Probably one of the simplest recommendations, which everyone can benefit from, is to drink more water. We’re not talking about the water in your coffee, tea, soda, juice, or beer, but actual water. Studies show that proper hydration can help you with focus, stamina, memory, and sleep. Drinking water with your meals also aids in filling your body faster and longer.
Moderate sodium and sugar intake
Reading all the labels in the grocery store often compounds the process of shopping. Be wary of packaging that touts that it’s natural and organic. Check the label anyway for sodium and dietary sugar, as these products will often include excessive amounts of one or both.
Eat more vegetables
Vegetables are packed with tons of vitamins, minerals, and good cholesterol!
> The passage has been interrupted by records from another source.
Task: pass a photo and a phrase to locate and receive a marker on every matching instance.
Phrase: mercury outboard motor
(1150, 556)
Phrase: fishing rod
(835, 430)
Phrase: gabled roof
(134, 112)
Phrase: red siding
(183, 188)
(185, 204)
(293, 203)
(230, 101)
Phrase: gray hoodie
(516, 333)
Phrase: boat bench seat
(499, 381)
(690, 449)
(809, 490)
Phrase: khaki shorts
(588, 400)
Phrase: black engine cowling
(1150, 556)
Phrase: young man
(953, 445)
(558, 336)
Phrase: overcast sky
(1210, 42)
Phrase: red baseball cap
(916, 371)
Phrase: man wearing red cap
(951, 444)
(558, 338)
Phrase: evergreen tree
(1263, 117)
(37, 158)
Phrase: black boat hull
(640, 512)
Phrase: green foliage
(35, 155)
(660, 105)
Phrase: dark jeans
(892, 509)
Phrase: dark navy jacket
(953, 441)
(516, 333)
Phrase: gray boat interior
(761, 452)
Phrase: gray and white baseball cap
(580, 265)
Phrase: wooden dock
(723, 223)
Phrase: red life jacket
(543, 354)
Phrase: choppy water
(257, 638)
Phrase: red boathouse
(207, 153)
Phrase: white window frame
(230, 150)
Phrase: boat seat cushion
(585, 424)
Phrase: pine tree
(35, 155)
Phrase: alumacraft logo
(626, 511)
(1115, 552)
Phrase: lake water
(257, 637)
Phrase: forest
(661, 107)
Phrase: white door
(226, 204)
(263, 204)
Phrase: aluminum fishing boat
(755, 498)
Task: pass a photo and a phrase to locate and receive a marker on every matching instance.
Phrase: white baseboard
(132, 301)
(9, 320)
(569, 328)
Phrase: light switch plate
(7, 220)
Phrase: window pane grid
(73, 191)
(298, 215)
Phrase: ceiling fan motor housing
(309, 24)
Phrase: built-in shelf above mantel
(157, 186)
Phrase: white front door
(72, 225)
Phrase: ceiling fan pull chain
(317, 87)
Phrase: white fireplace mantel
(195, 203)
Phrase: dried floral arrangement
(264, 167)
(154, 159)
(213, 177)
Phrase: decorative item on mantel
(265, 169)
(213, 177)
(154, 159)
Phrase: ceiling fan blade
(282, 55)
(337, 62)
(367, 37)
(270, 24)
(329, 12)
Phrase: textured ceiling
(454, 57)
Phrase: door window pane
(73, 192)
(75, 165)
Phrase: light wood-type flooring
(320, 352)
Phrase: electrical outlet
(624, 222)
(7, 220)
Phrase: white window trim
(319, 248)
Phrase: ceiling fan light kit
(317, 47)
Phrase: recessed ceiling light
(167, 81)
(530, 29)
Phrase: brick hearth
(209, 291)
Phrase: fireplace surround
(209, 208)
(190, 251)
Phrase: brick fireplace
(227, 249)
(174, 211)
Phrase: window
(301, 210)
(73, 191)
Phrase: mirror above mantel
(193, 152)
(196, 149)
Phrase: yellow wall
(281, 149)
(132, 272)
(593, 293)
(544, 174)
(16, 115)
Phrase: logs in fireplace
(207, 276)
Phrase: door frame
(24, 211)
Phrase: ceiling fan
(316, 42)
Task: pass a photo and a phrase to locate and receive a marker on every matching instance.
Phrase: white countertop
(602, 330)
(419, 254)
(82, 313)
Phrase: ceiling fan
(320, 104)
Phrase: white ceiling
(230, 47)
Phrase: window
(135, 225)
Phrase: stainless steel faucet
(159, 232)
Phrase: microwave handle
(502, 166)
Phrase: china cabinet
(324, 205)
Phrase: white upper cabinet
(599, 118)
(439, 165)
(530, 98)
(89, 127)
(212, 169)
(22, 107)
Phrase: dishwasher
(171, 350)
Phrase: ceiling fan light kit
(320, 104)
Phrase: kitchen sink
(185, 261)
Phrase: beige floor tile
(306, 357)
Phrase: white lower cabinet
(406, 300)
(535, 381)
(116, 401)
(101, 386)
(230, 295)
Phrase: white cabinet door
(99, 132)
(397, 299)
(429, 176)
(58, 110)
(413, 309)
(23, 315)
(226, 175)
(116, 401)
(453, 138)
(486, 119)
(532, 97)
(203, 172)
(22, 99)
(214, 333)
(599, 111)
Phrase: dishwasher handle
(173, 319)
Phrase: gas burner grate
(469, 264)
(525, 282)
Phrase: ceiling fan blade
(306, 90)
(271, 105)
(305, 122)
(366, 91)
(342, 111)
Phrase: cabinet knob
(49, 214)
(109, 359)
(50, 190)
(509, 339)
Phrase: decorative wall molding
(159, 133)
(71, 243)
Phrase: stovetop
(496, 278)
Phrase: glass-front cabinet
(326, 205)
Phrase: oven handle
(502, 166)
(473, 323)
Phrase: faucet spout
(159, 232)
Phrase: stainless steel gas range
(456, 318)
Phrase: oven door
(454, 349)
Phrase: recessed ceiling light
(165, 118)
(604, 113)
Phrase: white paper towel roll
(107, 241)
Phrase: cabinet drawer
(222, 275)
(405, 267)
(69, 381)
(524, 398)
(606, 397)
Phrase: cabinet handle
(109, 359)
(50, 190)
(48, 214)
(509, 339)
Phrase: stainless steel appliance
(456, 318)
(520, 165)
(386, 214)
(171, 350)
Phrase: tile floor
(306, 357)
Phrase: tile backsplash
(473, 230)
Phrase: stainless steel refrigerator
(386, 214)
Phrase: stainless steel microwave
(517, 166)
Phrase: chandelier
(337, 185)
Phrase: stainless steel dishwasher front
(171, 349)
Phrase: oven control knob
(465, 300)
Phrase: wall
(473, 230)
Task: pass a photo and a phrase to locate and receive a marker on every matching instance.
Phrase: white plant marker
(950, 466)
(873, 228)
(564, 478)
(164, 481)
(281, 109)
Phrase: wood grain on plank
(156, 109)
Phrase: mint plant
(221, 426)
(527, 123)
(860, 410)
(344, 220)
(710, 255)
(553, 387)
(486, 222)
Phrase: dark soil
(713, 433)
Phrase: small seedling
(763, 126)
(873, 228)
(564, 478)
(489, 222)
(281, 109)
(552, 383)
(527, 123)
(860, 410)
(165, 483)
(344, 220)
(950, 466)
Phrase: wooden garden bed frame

If you’re not eating a serving of any variety of vegetables with every meal, chances are you’re not getting all the goodness your body needs. If you’re worried about the oil from sautéing vegetables, consider steaming broccoli, carrots, cauliflower, asparagus, and green beans.
Eat fresh fruit
Fruits are a great source of vitamin C, potassium, and dietary fiber that most people just don’t get enough of. Fresh fruit can make an amazing snack, goes great with cereal or oatmeal, and is always a welcome dessert. There are even clever ways to incorporate fruit into savory dishes, but that is beyond the scope of this article.
Eat more protein
This doesn’t specifically mean meat for any vegetarians or vegans out there. There are tons of ways you can increase your protein intake by eating nuts, tempeh, tofu, seitan, eggs, beans, and meats. Reducing the amount of red meat you consume can help lower your risk of blood pressure and heart disease. Eating more seafood, such as tuna, crabs, and squid, can add much-needed omega-3 to your diet.